Von Jürgen König | 20.07.2016
    Der französische Premierminister Manuel Valls bei der dritten Lesung über die umstrittene Arbeitsmarktreform.
    Der französische Premierminister Manuel Valls bei der dritten Lesung über die umstrittene Arbeitsmarktreform. (AFP / Francois Guillot)
    Es war ein hartes Ringen um das neue Arbeitsrecht - und es ging heute so zu Ende, wie es monatelang geführt worden war: im Streit. Da die Regierung für ihr Gesetz aus eigener Kraft wiederum keine Mehrheit zustande bekam, musste sie ein drittes Mal jenen Artikel der Verfassung bemühen, den in Frankreich inzwischen jeder kennt: Artikel 49.3 legt fest, dass ein Gesetz auch ohne Abstimmung als angenommen gilt, wenn ein Misstrauensantrag gegen die Regierung, wegen dieses Gesetzes herbeigeführt, scheitert.
    Schon nach der ersten und zweiten Lesung des Gesetzes musste er angewandt werden: so auch heute.

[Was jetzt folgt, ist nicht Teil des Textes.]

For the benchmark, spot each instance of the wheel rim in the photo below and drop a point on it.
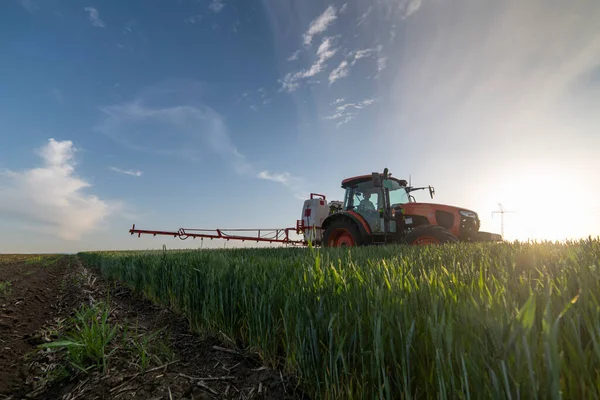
(426, 240)
(341, 238)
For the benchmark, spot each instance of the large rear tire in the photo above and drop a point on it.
(342, 233)
(430, 234)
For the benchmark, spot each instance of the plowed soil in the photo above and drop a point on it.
(27, 303)
(43, 294)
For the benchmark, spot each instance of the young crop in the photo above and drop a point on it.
(455, 321)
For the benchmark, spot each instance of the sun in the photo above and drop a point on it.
(548, 203)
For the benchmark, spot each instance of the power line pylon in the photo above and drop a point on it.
(501, 211)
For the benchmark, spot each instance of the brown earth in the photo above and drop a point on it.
(181, 365)
(26, 305)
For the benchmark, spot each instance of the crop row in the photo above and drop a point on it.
(455, 321)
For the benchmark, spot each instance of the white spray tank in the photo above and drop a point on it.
(314, 212)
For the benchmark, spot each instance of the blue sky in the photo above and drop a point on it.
(215, 113)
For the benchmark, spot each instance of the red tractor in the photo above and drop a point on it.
(379, 209)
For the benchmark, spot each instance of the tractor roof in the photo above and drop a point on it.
(363, 178)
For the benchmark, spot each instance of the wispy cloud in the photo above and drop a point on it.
(295, 56)
(187, 129)
(412, 7)
(127, 172)
(363, 53)
(194, 19)
(293, 183)
(361, 20)
(320, 24)
(381, 63)
(94, 17)
(216, 5)
(344, 113)
(340, 72)
(50, 199)
(29, 5)
(291, 81)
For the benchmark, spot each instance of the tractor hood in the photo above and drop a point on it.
(429, 209)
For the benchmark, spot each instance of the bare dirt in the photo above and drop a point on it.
(36, 310)
(28, 301)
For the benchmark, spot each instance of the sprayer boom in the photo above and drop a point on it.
(253, 235)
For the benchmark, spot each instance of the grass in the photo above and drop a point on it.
(91, 340)
(5, 288)
(499, 321)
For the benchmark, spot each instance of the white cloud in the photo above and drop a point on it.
(29, 5)
(358, 54)
(413, 6)
(50, 199)
(216, 6)
(193, 19)
(340, 72)
(127, 172)
(346, 112)
(295, 56)
(361, 20)
(176, 128)
(381, 63)
(293, 183)
(320, 24)
(95, 17)
(324, 53)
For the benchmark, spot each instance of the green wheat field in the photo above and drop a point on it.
(460, 321)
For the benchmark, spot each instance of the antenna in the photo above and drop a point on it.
(501, 211)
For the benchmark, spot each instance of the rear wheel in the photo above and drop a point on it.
(430, 234)
(342, 233)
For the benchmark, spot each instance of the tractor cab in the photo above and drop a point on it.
(374, 197)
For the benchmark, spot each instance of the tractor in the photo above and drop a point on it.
(379, 209)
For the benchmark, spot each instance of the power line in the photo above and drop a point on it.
(501, 211)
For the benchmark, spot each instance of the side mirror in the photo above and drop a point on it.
(377, 181)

Bis morgen, 16.30 Uhr, muss dieser Antrag gestellt werden, scheitert er - und davon muss man ausgehen -, dann ist das Gesetz durchs Parlament gebracht: in den kommenden Monaten ergehen die entsprechenden Ausführungsbestimmungen, damit wird das Gesetz Schritt für Schritt in Kraft treten. Nathalie Kosciusko-Morizet von den "Republikanern" im Sender BFM:
    "Wir haben eine Regierung, die der Reform nicht wirklich eine Richtung geben konnte, man wusste nie genau, was die Regierung eigentlich wollte. Es gab keinen Enthusiasmus, keine Mobilisierung für diese Reform. Die Parteien der Rechten haben sich da meist ganz ähnlich verhalten - dabei ist doch die Zeit der kleinen Reformen vorbei. Die Franzosen wissen doch, dass das bisherige System am Ende ist."

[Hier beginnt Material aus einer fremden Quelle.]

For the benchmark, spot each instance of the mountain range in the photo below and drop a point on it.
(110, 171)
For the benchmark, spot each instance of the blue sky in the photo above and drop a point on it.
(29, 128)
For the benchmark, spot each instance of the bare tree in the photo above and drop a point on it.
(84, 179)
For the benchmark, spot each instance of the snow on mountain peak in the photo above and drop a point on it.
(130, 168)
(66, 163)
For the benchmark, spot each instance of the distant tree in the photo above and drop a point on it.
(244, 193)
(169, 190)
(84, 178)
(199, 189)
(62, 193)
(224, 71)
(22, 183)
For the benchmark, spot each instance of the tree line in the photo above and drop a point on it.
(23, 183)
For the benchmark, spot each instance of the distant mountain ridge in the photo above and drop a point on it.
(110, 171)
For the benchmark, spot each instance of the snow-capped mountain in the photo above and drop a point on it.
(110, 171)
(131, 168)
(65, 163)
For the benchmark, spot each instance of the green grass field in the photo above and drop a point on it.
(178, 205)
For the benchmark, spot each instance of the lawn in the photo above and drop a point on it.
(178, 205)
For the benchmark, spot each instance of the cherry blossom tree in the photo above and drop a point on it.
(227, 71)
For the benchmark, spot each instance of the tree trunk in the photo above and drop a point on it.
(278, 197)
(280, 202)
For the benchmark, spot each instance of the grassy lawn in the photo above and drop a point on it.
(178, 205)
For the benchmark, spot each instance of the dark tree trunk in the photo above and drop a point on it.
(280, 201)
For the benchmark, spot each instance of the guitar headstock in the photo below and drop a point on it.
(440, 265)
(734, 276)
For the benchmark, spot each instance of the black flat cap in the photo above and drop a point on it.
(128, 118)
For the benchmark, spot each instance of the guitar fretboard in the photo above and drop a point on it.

    Lockerung der 35-Stunden-Woche umstritten
    Einer der Kernpunkte des jetzt beschlossenen Gesetzes ist die Lockerung der 35-Stunden-Woche. Grundsätzlich bleibt sie bestehen, doch können die Betriebe sie nach eigenen Bedürfnissen flexibler gestalten. Für bis zu zwölf Wochen kann die Arbeitszeit auf 46 Wochenstunden ausgeweitet werden bei gleichzeitiger Kürzung der Überstundenzuschläge.

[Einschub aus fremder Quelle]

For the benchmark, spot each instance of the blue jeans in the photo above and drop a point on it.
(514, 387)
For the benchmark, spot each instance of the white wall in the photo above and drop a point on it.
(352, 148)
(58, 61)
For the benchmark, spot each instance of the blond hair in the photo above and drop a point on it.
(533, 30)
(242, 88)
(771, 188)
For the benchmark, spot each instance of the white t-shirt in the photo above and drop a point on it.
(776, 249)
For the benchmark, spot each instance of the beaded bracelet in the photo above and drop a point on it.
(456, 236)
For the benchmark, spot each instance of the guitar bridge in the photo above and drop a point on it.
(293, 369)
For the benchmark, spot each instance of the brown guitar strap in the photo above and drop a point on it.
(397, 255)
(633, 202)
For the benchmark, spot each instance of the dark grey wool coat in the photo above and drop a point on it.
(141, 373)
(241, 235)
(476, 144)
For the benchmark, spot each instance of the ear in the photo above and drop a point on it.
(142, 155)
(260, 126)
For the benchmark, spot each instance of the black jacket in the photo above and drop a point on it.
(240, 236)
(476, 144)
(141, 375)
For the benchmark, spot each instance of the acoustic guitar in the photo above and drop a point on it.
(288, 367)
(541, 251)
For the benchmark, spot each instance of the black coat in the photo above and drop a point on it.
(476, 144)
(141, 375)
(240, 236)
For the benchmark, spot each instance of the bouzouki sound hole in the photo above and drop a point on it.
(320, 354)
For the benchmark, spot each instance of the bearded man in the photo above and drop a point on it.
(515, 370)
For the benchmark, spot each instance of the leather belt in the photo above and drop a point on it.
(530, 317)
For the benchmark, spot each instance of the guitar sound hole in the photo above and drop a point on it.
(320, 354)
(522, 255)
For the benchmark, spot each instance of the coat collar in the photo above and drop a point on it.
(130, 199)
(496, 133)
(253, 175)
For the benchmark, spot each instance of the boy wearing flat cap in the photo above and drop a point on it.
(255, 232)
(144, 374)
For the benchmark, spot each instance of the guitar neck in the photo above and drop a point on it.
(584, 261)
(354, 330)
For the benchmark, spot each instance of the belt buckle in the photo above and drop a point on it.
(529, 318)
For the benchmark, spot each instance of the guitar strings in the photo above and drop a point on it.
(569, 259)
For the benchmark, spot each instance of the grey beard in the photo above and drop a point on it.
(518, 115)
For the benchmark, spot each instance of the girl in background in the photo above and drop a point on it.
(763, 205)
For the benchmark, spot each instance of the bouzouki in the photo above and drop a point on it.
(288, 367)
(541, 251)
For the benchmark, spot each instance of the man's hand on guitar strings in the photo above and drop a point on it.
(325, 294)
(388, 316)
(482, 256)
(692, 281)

    Neu ist und sehr umstritten, dass die Unternehmen diese Vereinbarungen selber mit ihren Mitarbeitern aushandeln können. Bisher musste derlei immer branchenweit vereinbart werden - auch dagegen regte sich großer, letztlich erfolgloser Widerstand bei der Gewerkschaft CGT.
    Lehrlinge müssen nicht länger arbeiten
    Außerdem zentral ist die Neuerung, dass betriebsbedingte Kündigungen leichter werden: sie sind jetzt möglich, sobald es in einem Unternehmen mehrere Quartale in Folge Auftragsrückgänge oder Umsatzeinbußen gegeben hat. Nicht durchsetzen konnten die Arbeitgeber, dass im Gesetz feste Obergrenzen für Abfindungen nach einer Kündigung festgeschrieben werden, nurmehr von "Empfehlungen" ist noch die Rede - die nicht verbindlich sind.
    Die Regierung erlitt ihrerseits eine Niederlage beim Versuch, den Unternehmen die Möglichkeit zu geben, die Arbeitszeiten für Jugendliche, etwa für Lehrlinge in der Baubranche, ohne Genehmigung der Arbeitsinspektion von acht auf zehn Stunden pro Tag heraufzusetzen. Nach anhaltenden Protesten der Jugendverbände ließ man das Vorhaben fallen.
    Der Streit ist nicht vom Tisch
    Mit diesen Maßnahmen soll die Wirtschaft gestärkt, die seit Jahren sehr hohe Zahl der Arbeitslosen gesenkt werden. Dies wird umso nötiger, als einer der besonders wichtigen Wirtschaftszweige, der Tourismus, infolge der Terroranschläge deutlich Schaden genommen hat. Wirtschaftsminister Emanuel Macron:
    "Wir haben jetzt beim französischen, aber auch beim internationalen Tourismus einen deutlichen Rückgang der Reservierungen zu verzeichnen. Ob er anhalten wird, ist schwer zu sagen, aber in einigen Bereichen gibt es schon jetzt einen Rückgang von bis zu 30 Prozent der Buchungen. Manche Veranstaltungen wurden auch abgesagt, aber vor allem gibt es diese Vorsicht der Gäste, Veranstaltungen zu besuchen, insbesondere bei den Gästen der Kreuzfahrtschiffe."
    Frankreich durchlebt schwere Zeiten. Immerhin: das harte Ringen um das neue Arbeitsrecht ist erst mal vorbei. Der Streit ist damit indes nicht vom Tisch: die Gewerkschaft CGT hat bereits Klage beim obersten Verwaltungsgericht, dem Staatsrat, angekündigt, und der erste Tag der landesweiten Herbstdemonstrationen steht auch schon fest: der 15. September.